Все это время шли тяжелые, кровопролитные бои на Северной стороне. Осложнялось положение и на правом крыле фронта обороны — враг усиливал натиск в первом и во втором секторах, пытаясь вклиниться также и там.
Возникла необходимость обсудить обстановку и тактику наших действий с командирами и комиссарами соединений, собрать которых на ФКП или на КП Приморской армии стало невозможно. Решили устроить встречу ночью в госпитале, развернутом в Инкерманских штольнях, вблизи центрального участка фронта. Вместе с командармом Приморской Иваном Ефимовичем Петровым поехал туда я.
Путь лежал через Корабельную сторону, дальше — по Лабораторному шоссе. Даже в темноте бросалось в глаза, как изменилось все вокруг — всюду руины, груды камня, следы пожаров, множество воронок. И чем ближе передний край, тем сильнее приторный трупный запах: не всех убитых успевали убрать за ночь, а стояла июньская жара…
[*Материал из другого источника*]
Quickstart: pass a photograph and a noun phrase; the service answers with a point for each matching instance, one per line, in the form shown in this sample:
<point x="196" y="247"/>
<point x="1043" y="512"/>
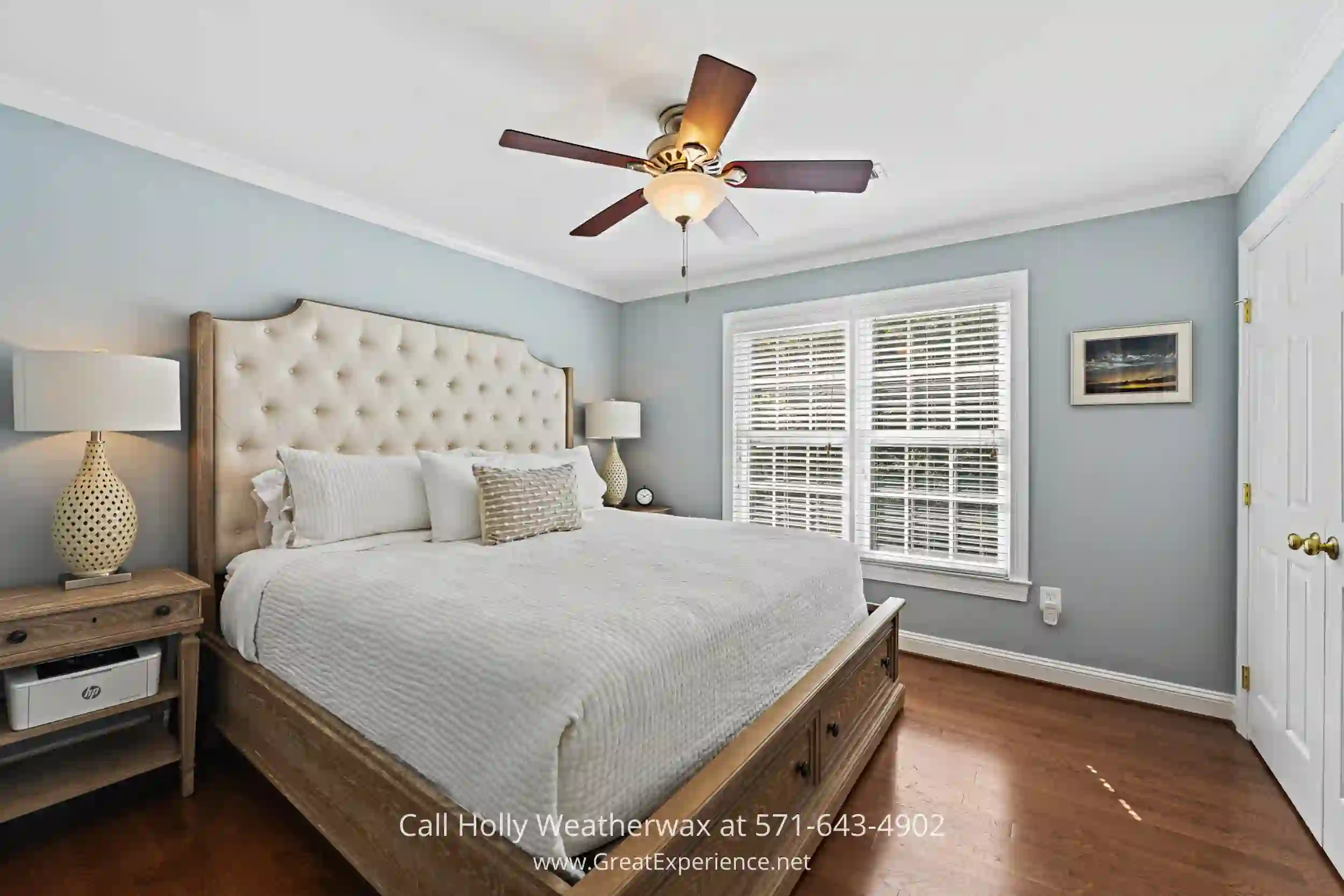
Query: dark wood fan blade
<point x="531" y="143"/>
<point x="818" y="176"/>
<point x="717" y="95"/>
<point x="729" y="225"/>
<point x="613" y="214"/>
Заметили у дороги машину — грузовик, приспособленный под санитарный фургон. Машина разбита, искорежена. Очевидно, та самая, о которой докладывали утром. Она везла раненых, подлежавших эвакуации морем, и застряла в воронке. Санитары передали лежачих на попутные машины, ходячих вернули в Инкерман. Вытащить машину из воронки не смогли, но водитель остался ее караулить. И стал свидетелем того, как полтора десятка самолетов штурмовали автофургон, расписанный красными крестами. Фашистские летчики, должно быть, думали, что машина не пустая, рвались убивать раненых.
Инкерманский подземный госпиталь был переполнен — поступление раненых все увеличивалось. Медицинский персонал, особенно хирурги, сутками работал без сна и отдыха. В небольшом помещении собрались коменданты секторов, они же командиры основных соединений, комиссары, другие вызванные товарищи. С большинством присутствующих я не виделся всего несколько дней. Но каких дней!.. Люди сильно изменились, осунулись, от бессонных ночей воспалены глаза. Некоторые — в повязках: легкораненые командиры и политработники, способные держаться на ногах, оставались на своих постах, это как бы само собой разумелось.
Командиры докладывали обстановку на своих участках. Слушая их, узнал немало важного — в донесения, оперсводки попадает не все. Каждый подчеркивал как самое главное: бойцы держатся стойко, дерутся геройски. Однако неравенство сил дает себя знать, потери не восполняются. Но самая острая нужда — боеприпасы. Только ручных гранат и мин к минометам отпускалось пока столько же, как и в самые первые дни отражения штурма. А снарядов всех калибров войска могли теперь расходовать по 14–15 тысяч штук в день вместо недавних 20 тысяч. На треть сократился лимит патронов. Из-за того что надо экономить боеприпасы, иногда приходится, говорили участники совещания, отказываться от преследования противника, возможного по обстановке, после того как отбита его атака.
Мы с И. Е. Петровым объяснили общее положение и наши возможности. Взяли на учет конкретные нужды, но нереальных обещаний не давали. Разговор получился хороший — понимали друг друга с полуслова. Желая товарищам на прощание боевых успехов, твердо знали, что все мыслимое они сделают.
После совещания решили проехать на правый фланг обороны, в первый сектор, комендант и военком которого не могли прибыть в инкерманский госпиталь из-за осложнившейся к вечеру обстановки.
Генерал Петров, колесивший вдоль линии фронта каждую ночь, взялся показать водителю кратчайший путь. Но в темноте мы проскочили нужный поворот. Как назло, никто не останавливал машину для проверки документов. Проехав еще метров 100–150, констатировали, что находимся неизвестно где. Вдобавок начали шлепаться невдалеке мины — очевидно, мы слишком приблизились к переднему краю и немцы открыли огонь на звук мотора. Наконец встретили патруль — оказалось, что приехали все-таки туда, куда надо. Тут поджидал нас и Петр Георгиевич Новиков (комиссар сектора был на переднем крае), которому уже сообщили, что мы едем.
Комендант сектора доложил, что противник пока притих — видно, до утра. Отойдя немного от машины, обсудили положение на правом фланге, существенно ухудшившееся после того, как гитлеровцы овладели высотой, контролирующей Балаклавскую долину. Командарм дал указания на наступающий новый боевой день.